Africa's vast tourism potential remains untapped due to a lack of air connectivity, with Africa currently accounting for just 1.9% of global passenger and cargo traffic. However, aviation experts believe national tourism boards have a unique opportunity to drive new airline routes and spur economic growth.
At a recent AviaDev Africa workshop, which was hosted in collaboration with the SADC Business Council Tourism Alliance, airline executives stressed the power of tourism boards in leveraging market data and industry relationships to convince sceptical carriers of new routes' long-term viability.
“Tourism is more than just leisure. It's a critical economic activity that requires strategic thinking and collaboration across sectors,” said Kojo Bentum-Williams, UN Tourism's Senior Africa Communications Expert.
Sylvain Bosc, former Chief Commercial Officer of SAA and Fastjet, stressed the importance of demonstrating sustained profitability. “Destination marketing organisations (DMOs) must sell a long-term vision highlighting the destination’s growth prospects and economic impact,” he said. “Creative incentives like co-marketing, reducing airline costs, and quantifying passenger volumes can be more powerful than direct subsidies,” said Bosc.
Bosc noted that DMOs need to “bring new light” to data airlines already have, by offering insights into upcoming local economic developments like new mines or infrastructure projects that could drive corporate traffic. “Local insights can provide airlines with the confidence they need to invest in new routes,” he said.
Natalia Rosa, Project Lead of the SADC Business Council Tourism Alliance, underscored the critical role of aviation in regional development. “Aviation is not a luxury, it's the lifeblood of a modern regional economy. Improved air connectivity unlocks a range of benefits. It streamlines travel, opens doors for new tourism markets and strengthens regional economic ties.”

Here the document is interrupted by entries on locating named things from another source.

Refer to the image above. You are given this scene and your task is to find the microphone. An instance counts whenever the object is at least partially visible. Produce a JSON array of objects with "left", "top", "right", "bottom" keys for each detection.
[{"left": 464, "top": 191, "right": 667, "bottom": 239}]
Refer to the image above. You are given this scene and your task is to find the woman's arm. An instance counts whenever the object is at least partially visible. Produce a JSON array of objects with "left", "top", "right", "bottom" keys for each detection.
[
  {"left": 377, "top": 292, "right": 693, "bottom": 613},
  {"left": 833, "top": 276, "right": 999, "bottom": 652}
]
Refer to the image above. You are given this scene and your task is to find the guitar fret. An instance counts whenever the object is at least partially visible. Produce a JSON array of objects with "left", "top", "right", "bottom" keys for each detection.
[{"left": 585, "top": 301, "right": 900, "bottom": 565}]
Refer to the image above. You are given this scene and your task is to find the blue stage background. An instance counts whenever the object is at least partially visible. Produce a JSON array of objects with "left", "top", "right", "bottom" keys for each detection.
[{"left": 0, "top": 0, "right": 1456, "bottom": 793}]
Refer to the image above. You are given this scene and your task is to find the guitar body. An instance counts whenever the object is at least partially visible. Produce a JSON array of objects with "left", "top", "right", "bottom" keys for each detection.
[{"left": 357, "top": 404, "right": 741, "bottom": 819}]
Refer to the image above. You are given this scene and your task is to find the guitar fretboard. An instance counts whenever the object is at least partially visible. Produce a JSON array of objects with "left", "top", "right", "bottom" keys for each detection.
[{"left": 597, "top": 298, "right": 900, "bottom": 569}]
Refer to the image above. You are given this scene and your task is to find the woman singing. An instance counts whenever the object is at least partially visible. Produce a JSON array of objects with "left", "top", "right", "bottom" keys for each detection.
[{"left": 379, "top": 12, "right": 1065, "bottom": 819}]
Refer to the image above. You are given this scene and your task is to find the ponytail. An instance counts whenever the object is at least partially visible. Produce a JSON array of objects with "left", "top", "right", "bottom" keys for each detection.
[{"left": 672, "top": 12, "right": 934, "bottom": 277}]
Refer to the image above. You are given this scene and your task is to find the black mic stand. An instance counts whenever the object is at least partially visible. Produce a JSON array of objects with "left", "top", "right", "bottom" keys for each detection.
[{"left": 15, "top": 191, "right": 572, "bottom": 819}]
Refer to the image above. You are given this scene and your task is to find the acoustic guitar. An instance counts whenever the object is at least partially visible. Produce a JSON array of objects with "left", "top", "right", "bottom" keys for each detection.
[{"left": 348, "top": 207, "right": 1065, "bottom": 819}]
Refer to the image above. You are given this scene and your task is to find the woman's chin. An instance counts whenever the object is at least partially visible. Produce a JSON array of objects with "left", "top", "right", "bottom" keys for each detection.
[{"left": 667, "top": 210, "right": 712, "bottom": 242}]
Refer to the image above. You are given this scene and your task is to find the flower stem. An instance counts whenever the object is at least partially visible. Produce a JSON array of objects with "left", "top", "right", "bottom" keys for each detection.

Gavin Eccles, Head of Vertical at BAE Ventures, emphasised that tourism boards must be “at the table” with compelling cases backed by local market insights, travel trade ties and unique selling points that airlines often lack.
“Tourism boards should not only provide data but also offer a local perspective that airlines may not have,” Eccles said, citing India's successful "Incredible India" branding that was undermined by poor connectivity.
Regional coordination
Regional coordination like aligned visa policies, joint itinerary promotion and tapping conservation funds can also help finance route development but Tim Harris, of Helm Growth Advisors cautioned, “Retaining and expanding existing airline services should be the priority before attracting new routes.”
While direct subsidies face sustainability questions, Bentum-Williams said other incentives enable an “environment of trust” for profit-focused airlines.
“There's a need to change the narrative from just paying airlines to fly routes, to creating an environment of trust and confidence,” he said.
Jillian Blackbeard, CEO of Africa’s Eden Tourism Association, highlighted the successful collaboration with Proflight through local stakeholder and trade backing, and building airline confidence without major incentives.
“We worked closely with Proflight and local stakeholders to ensure that routes were supported by the trade and the private sector, which helped build confidence in the airline and led to successful route development without significant financial incentives,” Blackbeard shared.
Coordinated efforts leveraging DMOs’ destination expertise can unlock increased connectivity, a lifeline for Africa's tourism economies that have been long-grounded by poor air links.